В расширившихся глазах Соломонии были испуг, тоска и слезы. Он приблизился, приобнял ее, стал гладить по голове. Она завсхлипывала.
– Из-за чего? Для чего? Скажи ты мне! Ведь мы еще в сентябре так хорошо ездили вдвоем в Волоколамск. И в ту ночь, когда приходил, он был очень хороший. Всего восемь ведь дней назад!
– Ничего не пойму... Счас пойду и спрошу напрямую: для чего ложь? Нельзя так государю! Недостойно!
– Нет! – вдруг встрепенулась она. – Лучше я опять сама. Мне донесли, что он на месте. Верно, лучше сама?..
И, не дожидаясь его согласия, заторопилась, велела одевать ее так же, как намедни, а с Вассианом условились, что она пошлет за ним, как вернется, если это будет скоро, или он зайдет завтра поутру.
Но стражники ее опять не пустили из сеней в покои. Встали стеной, отворачиваясь, опуская головы и пряча глаза. И опять выскочил огромный Сметанин и загудел, что да, ныне он здесь, но шибко занят и никого не велел пускать, даже ее. А в сенях опять оказалось десятка полтора невольных сему свидетелей, которых стражники стали спешно выпроваживать.
Она взорвалась и впервые в жизни закричала Сметанину в лицо:
– Лжешь! Он и намедни был тут! Прочь!
И толкнула его в грудь. Замахала перед черной бородищей сжатыми кулаками. Тот от неожиданности растерянно попятился. И ошарашенные стражники растерянно попятились, прижавшись уже спинами к защищаемой двери. А она, полыхая гневом, не понижая голоса, уже подступила к ним плотную.
– Обезумели! Бога не боитесь! Не видите, кто перед вами! Расступитесь, говорю! Приказываю!

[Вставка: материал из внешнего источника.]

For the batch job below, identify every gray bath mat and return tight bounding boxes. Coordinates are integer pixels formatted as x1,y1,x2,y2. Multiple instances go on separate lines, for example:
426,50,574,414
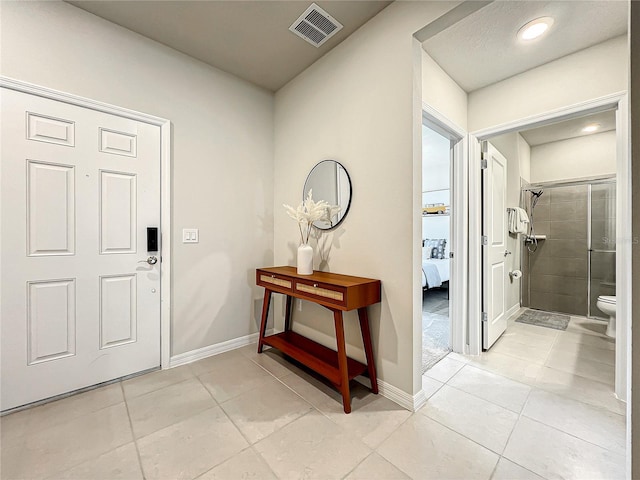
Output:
516,309,571,330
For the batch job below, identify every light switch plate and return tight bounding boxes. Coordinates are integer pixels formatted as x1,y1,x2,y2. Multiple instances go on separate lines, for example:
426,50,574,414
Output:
182,228,199,243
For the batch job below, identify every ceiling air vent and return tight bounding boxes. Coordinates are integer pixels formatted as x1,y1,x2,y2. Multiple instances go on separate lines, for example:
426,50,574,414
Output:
289,3,342,47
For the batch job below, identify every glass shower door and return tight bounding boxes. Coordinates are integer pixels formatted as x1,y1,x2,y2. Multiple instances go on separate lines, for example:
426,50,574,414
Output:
588,182,616,318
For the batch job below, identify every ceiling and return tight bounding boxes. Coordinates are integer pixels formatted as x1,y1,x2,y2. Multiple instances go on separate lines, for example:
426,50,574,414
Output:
67,0,391,91
520,110,616,147
422,0,628,93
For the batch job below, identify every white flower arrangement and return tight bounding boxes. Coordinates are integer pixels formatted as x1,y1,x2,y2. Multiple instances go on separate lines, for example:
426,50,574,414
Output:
282,190,340,245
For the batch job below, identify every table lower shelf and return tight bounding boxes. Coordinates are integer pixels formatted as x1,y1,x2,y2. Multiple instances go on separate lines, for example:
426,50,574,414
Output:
263,330,367,386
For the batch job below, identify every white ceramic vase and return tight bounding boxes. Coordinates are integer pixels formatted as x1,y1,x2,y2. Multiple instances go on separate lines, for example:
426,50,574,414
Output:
298,243,313,275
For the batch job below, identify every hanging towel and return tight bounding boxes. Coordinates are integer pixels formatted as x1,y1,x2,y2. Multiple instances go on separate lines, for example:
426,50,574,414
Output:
508,207,529,233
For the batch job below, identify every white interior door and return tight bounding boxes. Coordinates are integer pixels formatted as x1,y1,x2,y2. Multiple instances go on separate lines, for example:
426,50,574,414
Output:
482,142,508,350
0,88,160,410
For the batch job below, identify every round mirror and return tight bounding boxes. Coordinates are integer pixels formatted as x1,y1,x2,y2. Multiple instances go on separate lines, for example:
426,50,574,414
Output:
302,160,351,230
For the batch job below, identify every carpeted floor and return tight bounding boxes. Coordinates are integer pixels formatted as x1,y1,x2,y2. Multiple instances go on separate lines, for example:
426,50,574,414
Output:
422,289,451,373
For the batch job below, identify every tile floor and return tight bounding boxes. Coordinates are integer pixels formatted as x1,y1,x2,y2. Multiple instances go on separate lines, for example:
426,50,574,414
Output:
0,310,625,480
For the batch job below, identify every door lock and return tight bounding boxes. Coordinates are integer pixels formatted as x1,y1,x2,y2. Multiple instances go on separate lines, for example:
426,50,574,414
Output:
138,255,158,265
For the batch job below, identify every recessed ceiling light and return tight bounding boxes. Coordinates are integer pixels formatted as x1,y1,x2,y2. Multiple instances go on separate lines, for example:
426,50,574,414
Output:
582,123,600,133
518,17,553,42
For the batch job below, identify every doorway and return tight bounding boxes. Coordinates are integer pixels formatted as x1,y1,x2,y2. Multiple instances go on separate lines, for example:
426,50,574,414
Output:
469,94,631,400
421,124,453,373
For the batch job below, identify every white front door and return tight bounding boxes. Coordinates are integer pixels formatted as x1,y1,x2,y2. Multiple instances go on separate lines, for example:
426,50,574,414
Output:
482,142,508,350
0,88,160,410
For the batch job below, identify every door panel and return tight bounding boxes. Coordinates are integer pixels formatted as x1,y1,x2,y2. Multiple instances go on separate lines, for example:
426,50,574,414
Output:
482,142,508,350
100,170,137,254
0,88,160,410
27,160,76,256
27,279,76,365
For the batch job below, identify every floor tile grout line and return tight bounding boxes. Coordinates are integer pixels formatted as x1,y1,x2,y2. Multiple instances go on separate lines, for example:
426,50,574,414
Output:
249,442,282,479
512,389,626,461
491,387,548,480
416,406,510,458
22,396,136,480
120,382,147,480
505,415,626,463
442,377,532,415
536,365,614,392
340,450,376,480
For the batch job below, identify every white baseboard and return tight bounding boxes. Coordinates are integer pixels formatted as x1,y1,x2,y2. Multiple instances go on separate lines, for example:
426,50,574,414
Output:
169,329,273,368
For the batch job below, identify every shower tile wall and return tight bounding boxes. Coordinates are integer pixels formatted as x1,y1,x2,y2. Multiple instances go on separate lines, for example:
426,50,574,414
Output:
523,185,588,315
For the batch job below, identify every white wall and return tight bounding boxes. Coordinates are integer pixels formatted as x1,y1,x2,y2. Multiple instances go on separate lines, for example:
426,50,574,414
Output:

И они расступились. Но дверь открылась оттуда, и в ней стоял митрополит Даниил. Большой, упитанный, краснолицый, в темно-зеленой тафтяной рясе. Повеяло ставленым медом. Ласково улыбался. Осенил ее размашистым крестом. Подставил для поцелуя руку, тоже пахнущую крепким медом.
– Что стряслось?
– Да вот... не пускают.
– Вижу. Меж тем не гневайся! Они подневольные.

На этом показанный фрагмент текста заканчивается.